Fast-forward to my senior year of high school. By eighteen, I was much more comfortable with the sexualized part of my breasts. My body had started to catch up--I had thighs and hips now, so my breasts (now a ridiculous DD on a 115 pound 5’ 2” frame) were not so freakish. In fact, I kind of liked having them around. I still attracted the attention of boys, but I was more confident in my ability to shoot them down when they made comments about my “titties,” asking if we could be “bosom buddies” or “breast friends.” As the mother of two boys, I can promise you that if I ever hear my boys refer to a girls’ breasts derogatorily as “titties” or “tits,” they will be running laps around the backyard for days.

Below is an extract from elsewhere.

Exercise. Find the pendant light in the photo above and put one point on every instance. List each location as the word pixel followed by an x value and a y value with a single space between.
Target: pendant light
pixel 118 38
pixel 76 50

As with all things in life, I’ve come full circle and actually nursed two babies. My breasts (ta-tas, jugs, boobies, melons, tetons, gazongas, grapefruits, bubbies, yams, cannonballs, jumbos, knockers, pointer-sisters, hooters, cha-chas, oompas, hottentots, hefties, whoppers...that’s probably enough for now) are what makes me feel most like a woman. And it’s not at all about what they represent to other people. I mean, having a baby made me feel very womanly, but I don’t do that every day. The boobs? They salute me every morning, inspiring a certain amount of girl power that I need to make it through even the roughest days.
So, in honor of Breast Cancer Awareness month, I’ll be feeling myself up now. I hope you will, too! (And much love to all the women fighting the good fight right now.)